Do You Qualify For White-Collar Overtime Exemptions In New York

There is a lot of misconception about white-collar overtime exemptions in New York. These misconceptions exist both on the side of employers, who often misclassify their employees, and on the side of employees, who consider working long hours in Big Apple as a matter of fact.

While it is true that New Yorkers work longer than anywhere else in the United States, it doesn’t mean that all of these hours are automatically included in the salary. In fact, in many situations, employees are non-eligible for overtime exemptions and are entitled to overtime pay. Here is more on what you should know about white-collar exemptions in New York to make sure you get adequate compensation for your long hours.

Types of Overtimes Exemptions

The core of white-color exemptions provided by the Federal Standards Labor Act includes executive, administrative and professional exemptions. The Act includes several tests to qualify for these exemptions, while New York Labor Laws come with their own tests.

To qualify for overtime exemptions in New York, an employee must meet the federal and state law requirements. These tests include the salary and duties tests as outlined below.

The white-color exemptions apply only to salaried employees who receive regular salaries as opposed to hourly employees who receive hourly pay. The salaried employees are those who regularly receive a predetermined amount constituting all their compensation, which is not subject to reduction because of the quality or quantity of their work.

In addition, to meet a salary test, an employee must receive a salary above a minimum threshold. New York sets its own minimum threshold for executive and administrative employees exceeding federal requirements. Under New York standards as of January 01, 2021, exempt executive and administrative employees should earn at least $1,125 per week ($58,500 per year) to qualify for overtime exemption in New York City, Nassau, Suffolk and Westchester Counties and $937.50 per week ($48,750 per year) outside of the NYC and said counties.

Meanwhile, New York state law doesn’t set a minimum salary requirement for professional exemption, so that the employees should only meet the federal test. As of the day of this report, the federal minimum salary threshold for professional exemption is $684.00 per week or $35,568 per year. It should also be noted that New York state law doesn’t recognize the exemption for highly compensated employees available under the FLSA Act.

The executive exemption, also known as the managerial exemption, is one of the most often misconstrued regulations. Oftentimes, someone might think that any employee with the job title of a “manager” automatically qualifies for the managerial exemption.
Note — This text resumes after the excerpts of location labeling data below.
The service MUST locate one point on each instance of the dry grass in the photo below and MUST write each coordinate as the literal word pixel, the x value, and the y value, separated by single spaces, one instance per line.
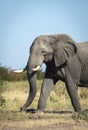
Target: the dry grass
pixel 58 109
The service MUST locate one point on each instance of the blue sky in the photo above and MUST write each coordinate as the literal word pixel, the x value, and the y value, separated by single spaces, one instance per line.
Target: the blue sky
pixel 22 20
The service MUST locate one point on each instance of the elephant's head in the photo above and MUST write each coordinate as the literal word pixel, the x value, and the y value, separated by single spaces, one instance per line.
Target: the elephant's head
pixel 46 48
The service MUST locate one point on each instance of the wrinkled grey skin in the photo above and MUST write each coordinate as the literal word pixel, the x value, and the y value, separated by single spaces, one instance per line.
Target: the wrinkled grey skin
pixel 65 60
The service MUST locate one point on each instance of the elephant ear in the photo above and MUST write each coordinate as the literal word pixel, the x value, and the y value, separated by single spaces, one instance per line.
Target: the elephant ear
pixel 63 52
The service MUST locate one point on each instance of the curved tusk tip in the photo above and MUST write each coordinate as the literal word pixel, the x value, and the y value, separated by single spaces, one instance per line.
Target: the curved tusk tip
pixel 18 71
pixel 36 69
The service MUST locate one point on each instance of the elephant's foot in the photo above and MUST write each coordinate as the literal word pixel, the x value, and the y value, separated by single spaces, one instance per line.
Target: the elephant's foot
pixel 22 109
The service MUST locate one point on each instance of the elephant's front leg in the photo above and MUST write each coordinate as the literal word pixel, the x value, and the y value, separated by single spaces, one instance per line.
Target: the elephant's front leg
pixel 47 86
pixel 73 92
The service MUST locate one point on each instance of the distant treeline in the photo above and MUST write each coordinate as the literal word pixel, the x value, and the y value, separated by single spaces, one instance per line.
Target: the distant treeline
pixel 7 74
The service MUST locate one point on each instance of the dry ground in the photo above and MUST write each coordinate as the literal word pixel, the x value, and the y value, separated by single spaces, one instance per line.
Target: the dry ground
pixel 58 115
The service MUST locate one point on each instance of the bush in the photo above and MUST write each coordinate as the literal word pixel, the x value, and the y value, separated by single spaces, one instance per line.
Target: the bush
pixel 2 101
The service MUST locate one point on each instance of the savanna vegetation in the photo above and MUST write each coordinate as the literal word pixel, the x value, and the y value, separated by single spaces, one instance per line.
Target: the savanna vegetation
pixel 58 113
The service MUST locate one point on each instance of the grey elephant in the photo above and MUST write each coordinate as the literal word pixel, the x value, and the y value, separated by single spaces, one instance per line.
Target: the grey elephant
pixel 65 60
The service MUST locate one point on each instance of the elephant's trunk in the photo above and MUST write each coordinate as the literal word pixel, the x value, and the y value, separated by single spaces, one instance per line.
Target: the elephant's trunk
pixel 32 90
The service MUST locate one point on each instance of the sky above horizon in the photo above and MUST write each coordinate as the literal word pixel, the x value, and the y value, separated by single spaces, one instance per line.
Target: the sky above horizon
pixel 23 20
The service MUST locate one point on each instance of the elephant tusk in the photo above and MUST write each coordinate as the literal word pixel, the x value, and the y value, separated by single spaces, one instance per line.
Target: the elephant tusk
pixel 18 71
pixel 36 69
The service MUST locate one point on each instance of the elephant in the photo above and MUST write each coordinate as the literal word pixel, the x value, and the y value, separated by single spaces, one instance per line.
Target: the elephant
pixel 65 60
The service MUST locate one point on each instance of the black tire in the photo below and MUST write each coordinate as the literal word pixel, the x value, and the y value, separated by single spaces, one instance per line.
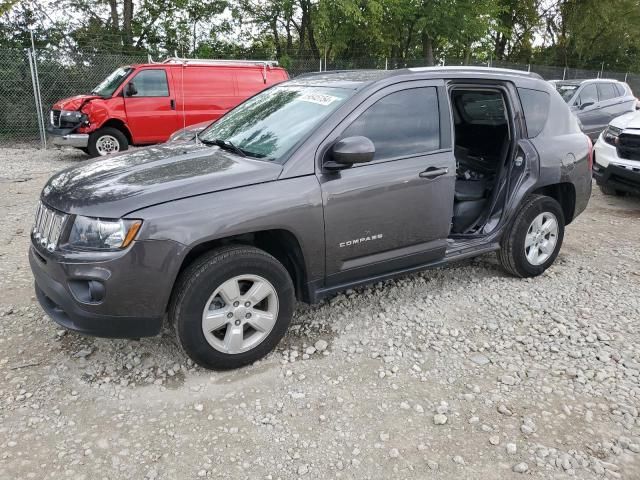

In reality, it is far from the truth as both the federal law and New York labor laws include specific duties tests to qualify for the executive exemption.

Thus, an employee is exempt from minimum wage and overtime pay under the managerial exemption in New York, if:
their primary duty is managing the enterprise,
they customarily and regularly direct the work of at least 2 full-time employees or their equivalent (e.g., two part-time employees working 20 hours per week count as one full-time employee),
the manager has the authority to hire and fire other people or to make suggestions as to hiring, firing, advancement, promotion or any other change of status,
the manager also customarily exercises discretionary authority, for example, making independent decisions based on their own professional judgment.

The number of hours spent to manage the enterprise often becomes critical in determining whether the employee qualifies for the managerial exemption. In determining whether the manager fulfills the duties test, it is essential to answer the question if the employee performs management function as their primary duty or they are just ordinary employees who happen to fulfill management duties from time to time.

The administrative exemption is another frequently misconstrued exemption. It is not uncommon that an employee is viewed as exempt under administrative exemption just because they work in an office with the management.

Meanwhile, to fulfill the duties test under the administrative exemption in New York:
the administrator must perform non-manual work directly related to management policies or general business operations,
they should regularly assist the employer or another employee in executive or administrative capacity or perform work requiring special training, experience or knowledge,
the administrator should customarily and regularly exercise discretion and independent judgment.

The exercise of discretion and independent judgment is one of the most critical criteria in determining whether an employee qualifies under the administrative exemption. When the employee’s duties are carefully scrutinized and strictly regulated, they may not be considered as exercising discretion and independent judgment. So, for example, a bank employee working with loan applications might or might not be considered exempt depending on the scope of their authorities for loan approval.

The professional exemption is the last but not the least of the three primary white-collar exemptions available for two broadly defined categories of professionals, including learned professionals and creative professionals.

According to the New York state law, learned professionals are those whose work:
requires knowledge of an advanced type in a field of science or learning customarily acquired by a prolonged course of specialized intellectual instruction and study,
requires consistent exercise of discretion and judgment in its performance,
is predominantly intellectual and varied in character,
results in an output that cannot be standardized in a given time period.

Lawyers and doctors are the most common examples of learned professionals who fall under the New York professional overtime exemption. Other examples include certified public accountants, healthcare professionals, and even funeral directors, as evidenced by the decision of the New York District Court in the Rowe v. Olthof Funeral Home, Inc. case.

Similarly to the duties test for the learned professionals, the creative professional exemption requires consistent exercise of discretion and judgment and predominantly intellectual and varied character of work resulting in an output that cannot be standardized in a given period of time.

Meanwhile, the creative professional duties must include the performance of work requiring invention, imagination, originality or talent in a recognized field of artistic or creative endeavor.


The New York white-color minimal wage and overtime exemptions include salary and duties tests which should be carefully applied to each individual situation to determine if an employee falls under one of these exemptions. There are also certain exemptions available with the federal law and not available with New York labor laws, such as computer professional exemption and highly compensated employee exemption.